New York Firefighter In Sex Scandal Petitions Court To Get Job Back

A firefighter who was axed after he refused to discuss with investigators accusations that he and two others had sex with a woman in a Bronx firehouse has gone to court to try to get his job back.


NEW YORK (AP) -- A firefighter who was axed after he refused to discuss with investigators accusations that he and two others had sex with a woman in a Bronx firehouse has gone to court to try to get his job back.

Christian Waugh, 31, says in court papers that he was fired because, on his lawyer's advice, he invoked his constitutional right against self-incrimination and refused to answer questions without complete immunity in a hearing on Aug. 25, 2004.

The other two firefighters, Tony DeLuca, 35, and Anthony Loscuito, 27, have been suspended and are awaiting disciplinary action, says a 28-page report released last month by the commissioner of the Department of Investigation.

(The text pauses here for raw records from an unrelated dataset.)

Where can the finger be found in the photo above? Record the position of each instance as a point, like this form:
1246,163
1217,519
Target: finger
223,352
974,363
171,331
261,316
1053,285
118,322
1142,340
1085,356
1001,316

The DOI hearing at which Waugh appeared was part of an investigation of charges by a woman who said that early on Aug. 20, 2004, she was admitted to the Engine Co. 75/Ladder Co. 33 firehouse, where she had sex with several firefighters.

Waugh's court papers say the woman's story about whether the sex was forcible or consensual changed ``a number of times.'' At the time of the DOI hearing, the woman was claiming she was forced while visiting the station, nicknamed the ``Animal House.''

The woman filed a notice of claim indicating she intended to sue the city because she was allegedly ``restrained against her will, sexually sodomized, raped'' and ``severely injured'' during the incident.

Bronx District Attorney Robert Johnson declined to file charges in the case after a separate investigation.

The accusations were widely publicized, and police collected DNA evidence. Though police had not charged Waugh with anything, it was against the backdrop of the criminal investigation that he refused to talk without total immunity, his court papers say.

Waugh's papers say he was offered only use immunity, meaning nothing he said during the hearing would be used against him. His papers say he should have been given transactional immunity, which would have totally immunized him against prosecution in the firehouse sex case.

``The threat of criminal prosecution against petitioner (Waugh) _ who did not commit any sexual offense _ was very real,'' says Waugh's petition, which was filed Tuesday in Manhattan's state Supreme Court.

Federal case law bars public employees from being forced into ``a choice between surrendering their constitutional rights or their jobs,'' Waugh's court papers say.

Waugh, fired Dec. 3, 2004, asked the court to restore him to his job with back pay and benefits or remand the case to the Fire Department of New York and direct imposition of a lesser penalty.

The fire department on Wednesday was unaware of the filing of Waugh's papers, a spokesman said.